Intracoronary infusion of bone marrow cells two to three weeks post-MI doesn't better LV function
TUESDAY, Nov. 15 (HealthDay News) -- Intracoronary infusion of bone marrow mononuclear cells (BMCs) two to three weeks after myocardial infarction (MI) in patients with significant left ventricular (LV) dysfunction after percutaneous coronary intervention (PCI), does not improve global (LVEF) or regional (wall motion) LV function, according to a study published in the cardiovascular disease-themed Nov. 16 issue of the Journal of the American Medical Association to coincide with presentation at the American Heart Association's Scientific Sessions 2011, held from Nov. 12 to 16 in Orlando, Fla.
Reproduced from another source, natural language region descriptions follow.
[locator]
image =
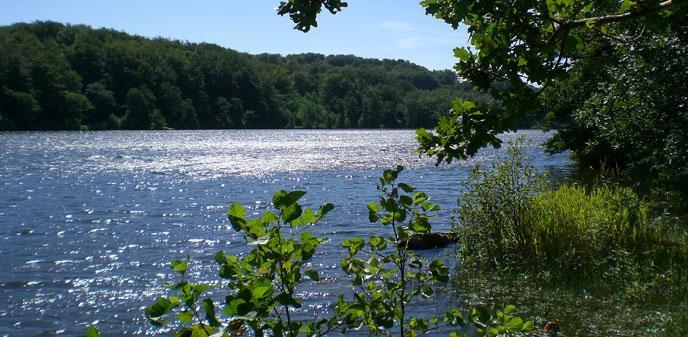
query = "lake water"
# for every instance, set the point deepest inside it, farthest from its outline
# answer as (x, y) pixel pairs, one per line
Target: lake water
(90, 220)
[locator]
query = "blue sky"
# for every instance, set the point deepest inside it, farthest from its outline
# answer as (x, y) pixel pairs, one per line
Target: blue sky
(397, 29)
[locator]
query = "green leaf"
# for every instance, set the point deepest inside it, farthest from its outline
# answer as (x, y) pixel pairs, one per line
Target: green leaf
(462, 54)
(92, 332)
(313, 274)
(515, 323)
(480, 314)
(527, 326)
(185, 316)
(287, 300)
(419, 197)
(407, 188)
(572, 44)
(210, 316)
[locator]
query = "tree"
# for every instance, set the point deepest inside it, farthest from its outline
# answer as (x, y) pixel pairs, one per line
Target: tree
(521, 49)
(140, 109)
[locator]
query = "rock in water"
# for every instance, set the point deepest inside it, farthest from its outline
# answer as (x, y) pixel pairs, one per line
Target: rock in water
(420, 241)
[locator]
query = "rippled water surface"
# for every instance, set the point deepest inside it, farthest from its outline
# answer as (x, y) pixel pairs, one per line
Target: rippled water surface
(89, 221)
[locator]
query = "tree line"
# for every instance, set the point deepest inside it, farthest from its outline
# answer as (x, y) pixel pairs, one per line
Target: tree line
(72, 77)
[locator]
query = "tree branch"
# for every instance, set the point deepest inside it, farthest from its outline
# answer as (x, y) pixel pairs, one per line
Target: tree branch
(626, 16)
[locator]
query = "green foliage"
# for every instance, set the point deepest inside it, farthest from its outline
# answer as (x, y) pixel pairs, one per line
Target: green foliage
(635, 121)
(509, 219)
(491, 212)
(304, 12)
(55, 76)
(261, 284)
(612, 72)
(389, 276)
(532, 42)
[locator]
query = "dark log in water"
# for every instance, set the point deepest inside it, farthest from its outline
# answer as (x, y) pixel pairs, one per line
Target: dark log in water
(420, 241)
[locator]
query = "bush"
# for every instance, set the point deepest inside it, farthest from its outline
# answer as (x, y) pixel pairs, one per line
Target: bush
(491, 212)
(576, 232)
(508, 218)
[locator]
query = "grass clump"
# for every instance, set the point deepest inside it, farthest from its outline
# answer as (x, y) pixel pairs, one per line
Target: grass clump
(510, 218)
(600, 261)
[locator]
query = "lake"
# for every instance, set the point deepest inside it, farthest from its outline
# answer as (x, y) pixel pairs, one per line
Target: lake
(90, 220)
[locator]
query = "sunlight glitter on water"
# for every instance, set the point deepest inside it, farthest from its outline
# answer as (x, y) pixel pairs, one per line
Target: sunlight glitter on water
(90, 220)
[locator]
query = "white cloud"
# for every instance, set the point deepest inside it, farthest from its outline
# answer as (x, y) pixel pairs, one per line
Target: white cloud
(413, 42)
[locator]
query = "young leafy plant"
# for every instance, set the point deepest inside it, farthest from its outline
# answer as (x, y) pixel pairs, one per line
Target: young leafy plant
(262, 284)
(389, 276)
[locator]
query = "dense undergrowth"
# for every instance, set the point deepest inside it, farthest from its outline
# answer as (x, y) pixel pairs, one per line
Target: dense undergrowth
(597, 258)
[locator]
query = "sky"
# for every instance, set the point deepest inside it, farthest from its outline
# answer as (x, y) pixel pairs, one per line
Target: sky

Jay H. Traverse, M.D., from the Minneapolis Heart Institute Foundation at Abbott Northwestern Hospital, and colleagues investigated whether intracoronary delivery of autologous BMCs two to three weeks after first MI improved LVEF and wall motion compared to placebo in 87 patients with significant LV dysfunction (ejection fraction [EF], ≤45 percent) who underwent PCI between July 2008 and February 2011. The difference in LVEF and wall motion in the infarct and border zone between baseline and six-months was the primary end point. Changes in LV volumes and infarct size were the secondary end points.
The investigators found that harvesting, processing, and intracoronary BMC delivery were feasible. There was no statistically significant difference in the baseline to six-month between-group mean difference in the LVEF or wall motion in the infarct or in the border zone. Baseline to six-month changes in LV and infarct volume between the two groups were similar and non-significant.
"BMC delivery two to three weeks following MI resulted in no detectable improvement in LV function," the authors write.
One of the study authors disclosed financial ties to the biotechnology industry.